EL BRUJO DEL TRÓPICO

Por Carmelo Ruíz

Los altavoces de la estación anunciaron la inminente salida del autobús. Los viajeros adormilados se acercaron al vehículo con paso cansino. Un hombre de tez morena, de estatura que no pasaría del metro setenta y cinco centímetros, vestido con pantalón de pana, camisa de cuadros de diversos colores, cazadora de piel marrón y sobresaliendo de su bolsillo superior izquierdo un llamativo pañuelo de colores que según decía tenía mucha utilidad para hacer un torniquete en caso de emergencia. Llevaba en su mano izquierda un pequeño maletín como el utilizado por los artesanos. Ese atuendo y su aire de misterio avivaron la curiosidad de los pasajeros del desvencijado autobús.

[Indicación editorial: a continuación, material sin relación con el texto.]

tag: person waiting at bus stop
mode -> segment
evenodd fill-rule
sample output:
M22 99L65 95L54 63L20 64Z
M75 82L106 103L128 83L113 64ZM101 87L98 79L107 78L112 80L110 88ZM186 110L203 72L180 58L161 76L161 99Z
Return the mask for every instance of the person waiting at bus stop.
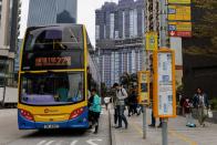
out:
M92 123L91 127L95 126L94 134L99 131L99 117L101 110L101 97L96 94L96 89L92 89L91 97L89 99L89 115Z
M125 128L127 128L128 123L127 120L124 115L124 110L125 110L125 102L124 100L127 97L126 90L123 89L120 84L114 83L113 87L116 90L116 108L117 108L117 118L118 118L118 126L115 128L121 128L122 127L122 121L125 123Z

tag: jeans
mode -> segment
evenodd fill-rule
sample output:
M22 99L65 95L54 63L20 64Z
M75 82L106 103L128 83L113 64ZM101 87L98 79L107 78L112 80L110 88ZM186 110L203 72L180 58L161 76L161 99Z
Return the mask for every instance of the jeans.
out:
M204 124L205 120L207 118L207 110L202 106L202 107L198 107L198 122L200 125Z
M124 105L118 105L117 106L117 111L118 111L118 126L122 127L122 121L124 122L125 126L128 125L126 117L124 115L124 110L125 106Z

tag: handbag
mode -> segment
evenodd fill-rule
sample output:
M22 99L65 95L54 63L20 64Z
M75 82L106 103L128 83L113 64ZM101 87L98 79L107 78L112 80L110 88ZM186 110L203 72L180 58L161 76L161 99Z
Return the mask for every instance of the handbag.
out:
M204 108L204 115L207 116L208 115L208 110Z
M208 110L208 117L209 118L214 117L214 114L213 114L211 110Z

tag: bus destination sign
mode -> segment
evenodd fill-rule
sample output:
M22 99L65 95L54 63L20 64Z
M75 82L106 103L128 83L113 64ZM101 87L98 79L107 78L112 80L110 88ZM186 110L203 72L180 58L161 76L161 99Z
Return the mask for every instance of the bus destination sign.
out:
M37 58L35 66L65 66L71 65L71 56Z

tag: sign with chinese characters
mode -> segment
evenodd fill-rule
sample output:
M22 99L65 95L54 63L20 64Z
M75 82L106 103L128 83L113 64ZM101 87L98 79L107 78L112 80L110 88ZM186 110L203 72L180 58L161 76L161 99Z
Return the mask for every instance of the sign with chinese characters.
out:
M190 4L190 0L168 0L169 4Z
M154 51L157 50L157 32L147 32L146 33L146 50Z
M190 21L190 7L168 6L168 21Z
M62 66L71 65L71 56L37 58L35 66Z
M159 49L154 52L154 115L176 116L175 96L175 52Z
M169 37L192 37L192 22L168 22Z
M141 71L138 75L138 103L149 104L149 72Z

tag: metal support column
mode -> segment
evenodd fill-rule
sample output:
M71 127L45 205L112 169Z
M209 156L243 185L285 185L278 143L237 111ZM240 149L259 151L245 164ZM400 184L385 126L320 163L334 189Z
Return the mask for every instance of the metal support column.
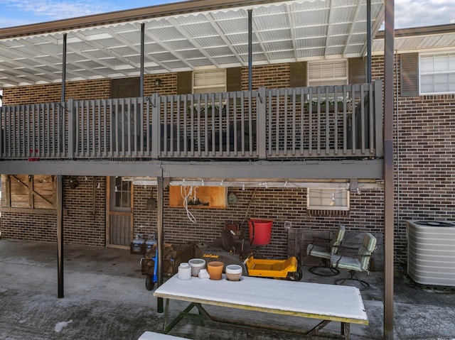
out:
M368 65L367 65L367 82L371 84L371 0L367 0L367 53L368 53Z
M57 176L57 276L58 298L63 297L63 180Z
M141 86L139 97L144 97L144 54L145 23L141 23Z
M384 36L384 339L393 339L395 0L385 0Z
M66 34L63 33L63 60L62 60L62 103L65 102L66 90Z
M158 193L156 194L156 208L158 209L157 221L156 221L156 242L158 246L156 247L156 261L158 261L157 265L157 286L159 287L163 284L163 243L164 243L164 237L163 235L163 212L164 207L164 180L163 177L159 177L157 179ZM164 311L163 298L157 298L157 310L159 313L162 313Z
M252 89L252 9L248 9L248 91L251 91Z

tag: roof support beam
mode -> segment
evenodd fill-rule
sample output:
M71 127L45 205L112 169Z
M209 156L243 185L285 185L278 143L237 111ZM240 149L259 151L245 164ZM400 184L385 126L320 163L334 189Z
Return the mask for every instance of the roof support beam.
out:
M248 90L252 89L252 13L253 10L248 9Z
M139 85L139 95L144 97L144 33L145 33L145 23L141 23L141 84Z
M63 51L62 53L62 103L65 102L65 91L66 89L66 33L63 33Z
M395 0L385 0L384 45L384 339L393 335Z
M346 55L346 50L348 50L348 46L349 46L349 42L350 41L350 38L353 36L353 32L354 31L355 25L353 23L356 22L356 19L357 18L358 18L358 13L360 12L361 8L362 8L362 1L358 1L357 3L357 6L355 7L355 11L354 11L354 16L351 18L351 21L353 22L353 24L349 28L349 33L348 34L348 38L346 39L346 41L345 43L345 48L343 51L343 55Z

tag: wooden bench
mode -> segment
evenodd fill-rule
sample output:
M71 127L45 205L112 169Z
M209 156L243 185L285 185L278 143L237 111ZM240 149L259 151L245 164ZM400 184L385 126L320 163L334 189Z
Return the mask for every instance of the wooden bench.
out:
M271 327L269 324L252 325L213 317L202 305L321 319L309 331L303 333L306 336L322 336L323 334L319 332L321 329L331 322L338 322L341 327L337 336L348 340L351 323L368 324L360 292L355 287L252 277L242 277L239 282L231 282L225 280L224 275L220 280L198 278L182 280L176 275L159 287L154 296L166 299L163 325L165 334L186 317L200 321L207 319L245 326L259 326L262 329L284 330ZM169 300L191 303L168 325ZM194 307L198 309L198 314L190 312ZM302 334L300 329L293 331ZM333 335L330 334L331 336Z
M162 333L155 333L154 331L146 331L142 333L137 340L176 340L178 339L185 339L172 335L163 334Z

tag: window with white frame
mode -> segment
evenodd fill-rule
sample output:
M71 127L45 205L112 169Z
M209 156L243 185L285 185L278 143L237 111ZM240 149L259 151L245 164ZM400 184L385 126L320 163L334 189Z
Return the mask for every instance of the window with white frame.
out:
M349 210L349 191L343 189L306 189L309 210Z
M193 93L226 91L226 70L198 70L193 72Z
M420 94L455 92L455 53L420 55L419 64Z
M348 84L348 60L321 60L308 62L308 86Z

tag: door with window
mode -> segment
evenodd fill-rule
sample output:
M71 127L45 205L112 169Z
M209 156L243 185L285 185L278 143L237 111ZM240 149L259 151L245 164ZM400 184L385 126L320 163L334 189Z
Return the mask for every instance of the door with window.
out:
M108 247L129 248L133 240L133 185L121 176L107 177Z

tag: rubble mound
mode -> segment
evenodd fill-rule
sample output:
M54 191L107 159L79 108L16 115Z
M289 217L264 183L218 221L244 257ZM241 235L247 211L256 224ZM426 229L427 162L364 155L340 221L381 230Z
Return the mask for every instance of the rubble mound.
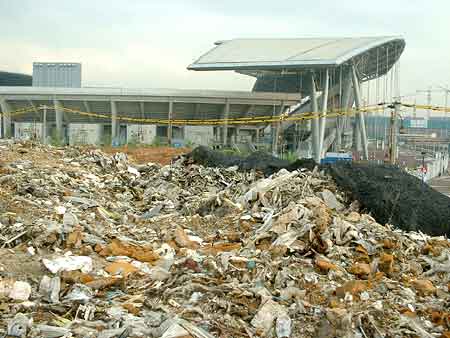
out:
M390 165L338 163L330 173L382 224L450 236L450 198Z
M450 336L450 242L323 172L0 141L0 337Z
M205 146L195 148L186 156L194 163L208 167L237 166L240 170L259 170L266 176L272 175L280 169L293 171L306 168L312 170L316 165L312 159L299 159L291 163L262 151L253 152L248 156L238 156L215 151Z

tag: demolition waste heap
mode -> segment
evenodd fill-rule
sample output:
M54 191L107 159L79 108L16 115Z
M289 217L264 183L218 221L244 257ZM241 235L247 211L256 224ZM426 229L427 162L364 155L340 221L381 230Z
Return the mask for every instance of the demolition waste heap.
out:
M450 335L450 243L432 237L448 224L391 225L389 189L378 219L352 188L378 172L202 152L161 166L1 141L0 336Z

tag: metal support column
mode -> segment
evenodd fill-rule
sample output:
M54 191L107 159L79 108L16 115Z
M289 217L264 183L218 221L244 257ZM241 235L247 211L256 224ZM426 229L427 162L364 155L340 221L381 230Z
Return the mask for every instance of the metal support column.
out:
M173 115L173 101L169 101L169 123L167 124L167 144L172 145L172 115Z
M281 101L280 110L278 111L278 118L280 119L278 122L274 123L272 127L275 129L272 138L272 153L274 156L278 155L278 142L280 138L280 127L281 127L281 115L284 112L284 102Z
M341 98L341 106L340 109L342 111L347 111L351 109L353 106L352 100L352 73L351 71L346 72L346 76L344 79L344 85L342 90L342 98ZM335 142L335 151L340 151L342 149L342 134L347 125L347 116L339 116L336 119L336 142Z
M0 106L2 107L3 113L3 137L11 138L12 135L12 127L11 127L11 106L6 100L0 100Z
M228 116L230 115L230 103L228 102L228 100L226 100L225 102L225 107L224 107L224 112L223 112L223 117L225 119L225 124L222 127L223 130L223 140L222 140L222 144L224 146L228 145Z
M311 73L311 108L312 112L316 114L319 109L317 107L317 95L316 95L316 83L314 81L314 73ZM319 130L319 119L314 118L311 122L311 137L313 146L313 158L316 163L320 162L320 130Z
M327 110L328 110L328 89L329 89L330 75L328 68L325 71L325 88L322 93L323 103L322 103L322 117L320 118L320 139L319 139L319 150L320 159L324 157L326 149L323 149L323 141L325 139L325 127L327 124Z
M113 146L118 145L118 129L117 123L117 104L116 101L111 101L111 144Z
M61 101L53 100L53 105L55 109L55 120L56 120L56 142L58 144L64 143L64 130L63 130L63 118L64 118L64 110Z
M42 144L47 143L47 106L42 107L42 125L41 125L41 138Z
M366 133L366 123L364 122L364 113L360 110L361 109L361 95L359 91L359 80L358 76L356 75L356 68L353 65L352 66L352 79L353 79L353 91L355 94L355 106L358 110L358 122L359 122L359 131L361 133L361 142L362 142L362 148L363 148L363 154L364 159L369 159L369 148L368 148L368 142L367 142L367 133Z
M400 103L395 102L394 103L394 109L392 110L391 113L391 140L389 142L389 161L391 164L396 164L397 163L397 158L398 158L398 151L397 151L397 140L398 140L398 135L397 135L397 121L398 121L398 117L400 115Z

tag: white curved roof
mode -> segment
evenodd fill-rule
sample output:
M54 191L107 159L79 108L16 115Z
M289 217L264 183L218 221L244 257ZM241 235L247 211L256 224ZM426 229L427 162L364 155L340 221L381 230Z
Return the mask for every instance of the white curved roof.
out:
M218 45L191 64L190 70L279 70L339 66L367 54L388 67L400 57L405 41L398 36L360 38L235 39ZM376 56L377 49L379 50ZM374 61L373 59L372 61ZM389 67L390 68L390 67Z

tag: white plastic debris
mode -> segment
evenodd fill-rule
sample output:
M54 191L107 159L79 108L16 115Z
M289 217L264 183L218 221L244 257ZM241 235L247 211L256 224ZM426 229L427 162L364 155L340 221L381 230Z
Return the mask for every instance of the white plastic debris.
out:
M93 297L94 293L90 287L84 284L74 284L69 293L64 297L64 300L86 303Z
M46 301L48 301L49 303L59 302L60 290L61 280L59 277L42 277L41 284L39 285L39 292Z
M58 205L57 207L55 207L55 211L58 215L64 215L66 213L66 207Z
M18 313L8 323L8 329L5 337L26 337L28 328L33 320L28 319L23 313Z
M292 320L287 314L282 314L277 318L275 332L278 338L289 338L292 331Z
M31 286L27 282L17 281L9 294L9 298L14 300L26 301L30 298Z
M37 326L39 333L45 338L66 337L70 334L70 330L64 327L50 326L39 324Z
M140 173L136 168L133 168L133 167L128 166L127 171L128 171L130 174L133 174L133 175L135 175L135 176L137 176L137 177L141 176L141 173Z
M92 258L88 256L62 256L55 259L44 258L42 262L47 269L55 274L61 271L81 270L84 273L92 271Z
M272 328L275 319L285 314L286 310L282 305L269 299L259 308L251 324L256 329L261 330L263 335L265 335Z

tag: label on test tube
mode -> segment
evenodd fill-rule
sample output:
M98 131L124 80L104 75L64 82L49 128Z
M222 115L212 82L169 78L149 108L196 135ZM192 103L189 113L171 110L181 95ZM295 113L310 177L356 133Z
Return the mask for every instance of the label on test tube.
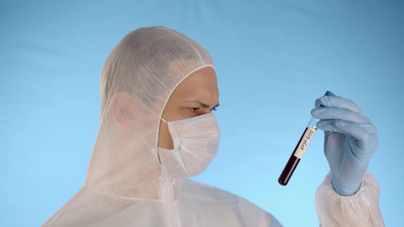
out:
M313 135L316 133L316 129L310 127L306 128L306 131L305 133L301 137L301 140L297 146L297 149L296 149L296 152L294 152L294 155L299 159L301 159L301 157L305 154L307 146L309 146L309 144L312 141L313 138Z

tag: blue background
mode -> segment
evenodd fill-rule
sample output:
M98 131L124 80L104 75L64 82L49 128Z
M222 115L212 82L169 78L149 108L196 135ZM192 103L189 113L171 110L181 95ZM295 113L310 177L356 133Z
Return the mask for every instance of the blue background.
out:
M188 35L215 62L222 142L196 180L286 226L318 226L314 195L329 170L323 132L289 185L277 181L329 90L378 128L368 170L386 225L401 225L403 12L400 1L1 1L0 226L40 226L81 187L102 65L126 34L154 25Z

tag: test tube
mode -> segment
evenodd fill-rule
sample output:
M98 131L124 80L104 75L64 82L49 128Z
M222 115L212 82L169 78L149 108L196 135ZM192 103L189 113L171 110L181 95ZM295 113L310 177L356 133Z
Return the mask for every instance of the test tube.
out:
M327 91L325 95L335 96L333 92L329 91ZM312 119L310 119L309 124L307 124L307 126L300 137L297 145L296 145L296 148L294 148L294 150L293 150L289 160L286 163L283 171L282 171L281 176L279 176L278 183L281 185L285 186L288 185L289 180L290 180L294 170L296 170L297 165L300 162L300 160L317 131L317 122L318 122L318 119L312 117Z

Nadie lo acompañaba. Su soledad parecía la más grande de todos los seres humanos juntos. Al poner el pie en el estribo, pudo verse que usaba elegantes botas altas con fieltro para aguantar el frío de las altas montañas del Pirineo Aragonés. Volvió la cabeza y echó una última mirada esperando ver a algún conocido. Por fin subió al autobús verde con una raya azul en todo el contorno en la que podía leerse el nombre de la compañía: “La Pirenaica”. Se sentó en el último banco acompañado de toda su inmensa soledad con una ligera sonrisa asomando a sus labios mientras parecía recordar su adolescencia en el ignoto país de húmedo y caluroso trópico de donde procedía y la nostalgia hizo su aparición como un torrencial diluvio, bruscamente, sin aviso, sin una señal, quedándose en su mente como los posos del café en el viejo pocillo amarillo de su abuela, allá en la colina verde en donde se encontraba el que un día fue su hogar.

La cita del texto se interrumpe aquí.